2. Moeten er voorafgaande voorwaarden vervuld zijn?

Zowel werkgever als werknemer moeten bepaalde voorwaarden vervullen om het mobiliteitsbudget te kunnen voorstellen en erover te beschikken.

2.1. Werkgever

Van werkgeverszijde gelden de volgende voorwaarden:

  • al één of meer bedrijfswagens ter beschikking hebben gesteld aan één of meer werknemers,
  • tijdens een ononderbroken periode van minstens 36 maanden die onmiddellijk voorafgaat aan de invoering van het mobiliteitsbudget.

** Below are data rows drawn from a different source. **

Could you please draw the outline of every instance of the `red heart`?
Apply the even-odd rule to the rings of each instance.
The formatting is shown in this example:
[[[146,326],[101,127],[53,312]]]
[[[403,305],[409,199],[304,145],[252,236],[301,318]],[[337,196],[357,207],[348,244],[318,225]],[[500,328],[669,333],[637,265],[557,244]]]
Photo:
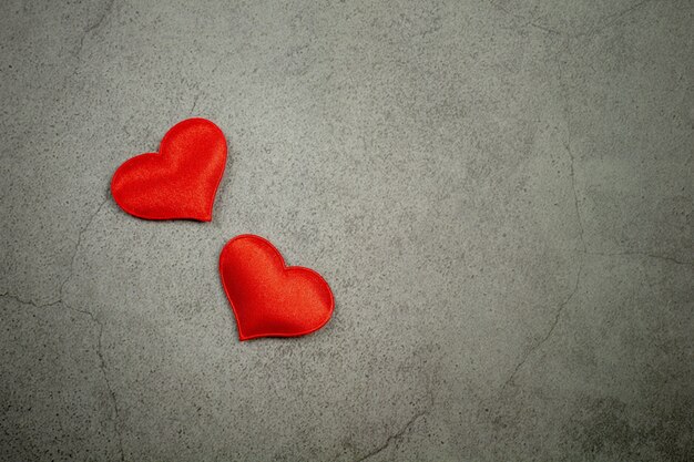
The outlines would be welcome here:
[[[115,171],[111,194],[118,205],[140,218],[210,222],[226,164],[224,133],[205,119],[188,119],[166,132],[159,151]]]
[[[304,336],[333,315],[335,300],[325,279],[313,269],[285,266],[275,246],[259,236],[226,243],[220,274],[241,340]]]

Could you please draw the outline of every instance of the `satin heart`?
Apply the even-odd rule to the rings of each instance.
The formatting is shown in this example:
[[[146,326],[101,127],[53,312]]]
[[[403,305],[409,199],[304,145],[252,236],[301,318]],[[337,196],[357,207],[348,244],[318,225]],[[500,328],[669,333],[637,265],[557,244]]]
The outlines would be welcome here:
[[[166,132],[159,153],[123,163],[113,174],[111,194],[140,218],[210,222],[225,164],[224,133],[205,119],[187,119]]]
[[[313,269],[285,266],[279,251],[259,236],[226,243],[220,274],[241,340],[304,336],[333,315],[335,301],[325,279]]]

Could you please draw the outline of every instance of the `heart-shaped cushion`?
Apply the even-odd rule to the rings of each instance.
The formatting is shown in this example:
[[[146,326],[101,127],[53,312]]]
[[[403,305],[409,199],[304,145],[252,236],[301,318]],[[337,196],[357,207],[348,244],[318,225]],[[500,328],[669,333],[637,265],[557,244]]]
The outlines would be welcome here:
[[[275,246],[259,236],[226,243],[220,274],[241,340],[304,336],[333,315],[335,301],[325,279],[313,269],[287,267]]]
[[[123,163],[113,174],[111,194],[121,208],[146,219],[210,222],[226,164],[226,140],[214,123],[187,119],[162,140],[159,153]]]

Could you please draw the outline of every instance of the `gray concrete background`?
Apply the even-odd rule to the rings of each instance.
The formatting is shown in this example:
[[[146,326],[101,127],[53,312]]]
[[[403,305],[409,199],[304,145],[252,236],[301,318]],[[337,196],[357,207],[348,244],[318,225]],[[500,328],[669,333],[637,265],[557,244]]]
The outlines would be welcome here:
[[[694,2],[3,1],[0,459],[694,460]],[[108,193],[204,116],[214,219]],[[242,233],[333,320],[239,343]]]

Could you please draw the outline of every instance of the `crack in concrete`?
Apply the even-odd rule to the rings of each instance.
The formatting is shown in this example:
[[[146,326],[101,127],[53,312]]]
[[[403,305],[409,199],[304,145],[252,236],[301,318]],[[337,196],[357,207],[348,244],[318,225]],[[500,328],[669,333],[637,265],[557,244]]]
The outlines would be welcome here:
[[[675,265],[685,265],[685,266],[694,266],[694,261],[683,261],[683,260],[678,260],[674,257],[669,257],[665,255],[657,255],[657,254],[649,254],[645,251],[616,251],[616,253],[601,253],[601,251],[586,251],[585,254],[588,255],[595,255],[599,257],[622,257],[622,256],[636,256],[636,257],[647,257],[647,258],[655,258],[659,260],[664,260],[664,261],[670,261],[670,263],[674,263]]]
[[[653,0],[642,0],[635,4],[632,4],[629,8],[623,9],[622,11],[618,11],[616,13],[613,14],[608,14],[603,18],[600,18],[598,21],[595,21],[594,25],[592,28],[590,28],[586,32],[584,33],[580,33],[576,34],[576,37],[581,37],[581,35],[594,35],[605,29],[608,29],[610,25],[614,24],[615,22],[618,22],[620,19],[626,17],[627,14],[633,13],[634,11],[639,10],[640,8],[644,7],[646,3],[651,3]]]
[[[103,24],[104,20],[106,19],[111,10],[113,10],[113,3],[115,3],[115,0],[109,0],[109,3],[106,3],[106,7],[103,9],[101,14],[99,16],[99,19],[96,19],[96,22],[89,25],[86,29],[84,29],[84,32],[82,32],[82,37],[80,37],[80,44],[78,45],[78,49],[74,51],[74,55],[78,59],[80,58],[80,54],[82,53],[82,49],[84,48],[84,39],[86,38],[86,35],[89,35],[90,33],[92,33],[93,31],[95,31]]]
[[[410,430],[410,428],[415,423],[417,423],[419,419],[423,418],[425,415],[429,413],[430,409],[433,407],[435,398],[433,398],[433,392],[431,391],[431,388],[430,387],[427,387],[427,388],[429,389],[428,391],[429,399],[427,400],[428,402],[426,407],[422,410],[416,412],[407,422],[405,422],[405,425],[402,425],[400,430],[390,434],[382,444],[378,445],[377,448],[375,448],[374,450],[371,450],[364,456],[357,459],[355,462],[364,462],[367,459],[370,459],[377,454],[380,454],[381,452],[387,450],[390,446],[390,444],[392,444],[395,441],[402,438]]]
[[[640,8],[644,7],[646,3],[651,3],[654,0],[642,0],[635,4],[632,4],[629,8],[625,8],[624,10],[618,11],[615,13],[612,14],[605,14],[602,18],[599,18],[598,20],[595,20],[593,22],[592,25],[589,25],[588,28],[581,27],[581,24],[579,25],[580,29],[583,29],[583,31],[580,32],[574,32],[574,33],[569,33],[569,32],[563,32],[557,29],[552,29],[549,25],[544,25],[541,24],[539,22],[537,22],[535,19],[533,18],[527,18],[522,14],[518,14],[514,12],[509,11],[506,7],[497,3],[496,1],[491,1],[491,6],[493,8],[496,8],[499,11],[502,11],[503,13],[511,16],[516,19],[519,19],[521,21],[523,21],[523,23],[520,25],[520,29],[524,29],[527,27],[532,27],[535,29],[539,29],[541,31],[544,31],[547,33],[551,33],[554,35],[561,35],[561,37],[565,37],[565,38],[581,38],[581,37],[591,37],[594,35],[596,33],[602,32],[603,30],[608,29],[610,25],[614,24],[615,22],[618,22],[620,19],[626,17],[627,14],[633,13],[634,11],[639,10]],[[585,25],[585,24],[583,24]]]
[[[13,295],[11,294],[9,290],[6,290],[3,294],[0,294],[0,297],[8,297],[11,298],[22,305],[29,305],[32,306],[34,308],[49,308],[49,307],[55,307],[58,305],[62,305],[63,307],[65,307],[68,310],[70,311],[74,311],[74,312],[79,312],[85,316],[89,316],[89,318],[92,320],[92,322],[94,322],[96,326],[99,326],[99,337],[96,338],[96,356],[99,357],[99,362],[100,362],[100,370],[103,374],[104,378],[104,382],[106,383],[106,389],[109,390],[109,394],[111,397],[111,402],[113,404],[113,413],[114,413],[114,421],[113,421],[113,428],[115,430],[115,433],[119,438],[119,452],[120,452],[120,459],[121,461],[125,460],[125,452],[123,450],[123,434],[120,428],[120,408],[118,405],[118,400],[115,397],[115,392],[113,391],[113,387],[111,386],[111,380],[109,379],[109,373],[108,373],[108,367],[106,367],[106,361],[104,359],[103,356],[103,347],[102,347],[102,337],[103,337],[103,322],[101,322],[95,316],[94,314],[92,314],[91,311],[88,310],[82,310],[79,308],[74,308],[72,306],[70,306],[68,302],[64,301],[64,288],[65,285],[70,281],[70,279],[72,279],[72,275],[74,273],[74,261],[76,259],[76,255],[80,250],[80,246],[82,245],[82,237],[83,235],[86,233],[86,230],[89,229],[89,227],[92,225],[92,223],[94,222],[94,218],[96,217],[96,215],[99,215],[99,213],[101,212],[101,209],[103,208],[103,206],[109,202],[110,195],[109,192],[106,192],[106,195],[104,197],[104,199],[101,202],[101,204],[99,204],[99,207],[96,207],[96,211],[94,211],[94,213],[91,214],[91,216],[89,217],[89,220],[86,222],[86,224],[80,228],[80,230],[78,232],[78,238],[75,242],[75,246],[74,246],[74,250],[72,253],[72,258],[70,260],[70,271],[68,273],[68,277],[61,283],[58,294],[59,297],[57,300],[47,302],[47,304],[37,304],[35,301],[29,299],[25,300],[23,298],[21,298],[20,296]]]
[[[569,47],[569,42],[565,43],[565,47],[567,48]],[[575,219],[576,219],[578,227],[579,227],[579,239],[581,242],[581,249],[578,250],[578,254],[579,254],[579,270],[576,273],[576,277],[575,277],[574,285],[573,285],[573,289],[571,290],[569,296],[564,299],[564,301],[562,301],[559,305],[559,307],[557,308],[557,310],[554,311],[554,318],[552,319],[550,328],[548,329],[548,331],[544,333],[544,336],[542,336],[542,338],[538,342],[535,342],[533,346],[528,348],[528,350],[523,353],[523,356],[521,357],[520,361],[516,365],[516,367],[511,371],[511,374],[509,376],[509,378],[501,386],[500,392],[503,392],[503,390],[506,390],[508,386],[513,383],[513,380],[518,376],[518,372],[525,365],[525,362],[528,362],[530,357],[535,351],[538,351],[550,339],[550,337],[554,332],[554,329],[559,325],[559,319],[561,318],[561,315],[563,314],[564,308],[567,308],[569,302],[571,302],[573,297],[579,291],[579,287],[581,286],[581,274],[583,273],[584,255],[588,251],[588,245],[585,244],[584,229],[583,229],[583,217],[581,215],[581,206],[579,204],[579,194],[578,194],[578,189],[576,189],[575,167],[574,167],[575,158],[574,158],[573,152],[571,151],[571,137],[572,137],[571,129],[572,127],[571,127],[571,114],[570,114],[571,110],[569,107],[569,92],[567,91],[567,88],[563,84],[564,70],[563,70],[563,66],[561,64],[560,52],[557,53],[555,61],[557,61],[557,66],[558,66],[558,70],[559,70],[559,86],[560,86],[560,91],[561,91],[561,96],[564,100],[563,112],[564,112],[564,121],[565,121],[565,124],[567,124],[567,141],[564,142],[564,148],[567,150],[567,154],[569,155],[569,177],[571,179],[571,192],[572,192],[572,195],[573,195],[573,206],[574,206],[574,212],[575,212]]]
[[[102,347],[102,338],[103,338],[103,322],[101,322],[94,315],[88,312],[88,315],[92,318],[92,320],[99,325],[99,337],[96,342],[96,355],[99,356],[99,363],[101,373],[103,374],[103,379],[106,382],[106,389],[109,390],[109,394],[111,397],[111,402],[113,404],[113,429],[115,430],[115,434],[119,438],[119,452],[121,456],[121,462],[125,461],[125,452],[123,451],[123,432],[121,431],[121,411],[119,408],[118,399],[115,397],[115,392],[113,391],[113,387],[111,386],[111,380],[109,379],[109,368],[106,367],[106,361],[103,356],[103,347]]]
[[[427,413],[429,412],[429,410],[423,410],[423,411],[419,411],[417,412],[415,415],[412,415],[411,419],[409,419],[405,425],[402,425],[402,428],[397,431],[396,433],[391,434],[388,437],[388,439],[378,448],[376,448],[375,450],[372,450],[371,452],[369,452],[368,454],[364,455],[363,458],[357,459],[355,462],[364,462],[367,459],[370,459],[379,453],[381,453],[382,451],[385,451],[386,449],[388,449],[388,446],[390,446],[390,444],[402,438],[405,435],[405,433],[408,432],[408,430],[410,429],[410,427],[412,427],[419,419],[421,419],[422,417],[425,417]]]
[[[554,319],[552,320],[552,324],[550,325],[549,330],[547,331],[547,333],[540,339],[540,341],[538,341],[535,345],[533,345],[532,347],[530,347],[528,349],[528,351],[525,351],[525,353],[523,355],[523,357],[521,358],[521,360],[518,362],[518,365],[516,365],[516,367],[513,368],[513,371],[511,372],[511,374],[509,376],[509,378],[503,382],[503,384],[501,386],[501,391],[506,390],[506,388],[508,386],[510,386],[513,380],[516,379],[516,377],[518,376],[518,372],[520,371],[520,369],[523,367],[523,365],[525,362],[528,362],[528,359],[530,359],[530,357],[532,356],[532,353],[534,353],[535,351],[538,351],[540,349],[540,347],[542,347],[549,339],[550,337],[552,337],[552,333],[554,332],[554,329],[557,328],[557,325],[559,325],[559,319],[561,318],[561,315],[564,312],[564,308],[567,308],[567,306],[569,305],[569,302],[573,299],[573,297],[578,294],[579,291],[579,287],[581,287],[581,274],[583,273],[583,261],[581,261],[580,266],[579,266],[579,273],[576,274],[576,279],[575,279],[575,284],[573,286],[573,289],[571,290],[571,294],[569,294],[569,297],[567,297],[567,299],[559,305],[559,308],[557,308],[557,311],[554,312]]]
[[[45,305],[39,305],[35,304],[31,300],[22,300],[20,297],[17,297],[12,294],[9,294],[8,291],[6,291],[4,294],[0,294],[0,297],[8,297],[11,298],[22,305],[30,305],[34,308],[48,308],[48,307],[55,307],[58,305],[62,305],[64,308],[67,308],[70,311],[74,311],[74,312],[79,312],[81,315],[88,316],[93,324],[95,324],[96,326],[99,326],[99,336],[96,337],[96,357],[99,358],[99,369],[101,370],[101,373],[103,376],[104,382],[106,383],[106,389],[109,390],[109,394],[111,397],[111,402],[113,404],[113,413],[114,413],[114,419],[113,419],[113,429],[119,438],[119,452],[120,452],[120,459],[121,461],[125,461],[125,452],[123,451],[123,434],[121,431],[121,428],[119,425],[120,422],[120,408],[118,405],[118,400],[115,397],[115,392],[113,391],[113,387],[111,386],[111,380],[109,379],[109,373],[108,373],[108,367],[106,367],[106,361],[104,359],[103,356],[103,347],[102,347],[102,337],[103,337],[103,322],[101,322],[91,311],[86,311],[86,310],[82,310],[79,308],[74,308],[70,305],[68,305],[62,298],[50,302],[50,304],[45,304]]]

Voornoemde voorwaarde van 36 maanden is niet van toepassing als de werkgever een startende werkgever is.

2.2. Werknemer

Van werknemerszijde zijn twee gevallen mogelijk.

2.1.1. De werknemer beschikt al over een bedrijfswagen

In dit geval gelden de volgende voorwaarden:

  • op het ogenblik van de aanvraag: minstens 3 ononderbroken maanden beschikken over een bedrijfswagen;
  • EN tijdens de 36 maanden vóór de aanvraag: minstens 12 maanden beschikken of beschikt hebben over een bedrijfswagen bij de huidige werkgever.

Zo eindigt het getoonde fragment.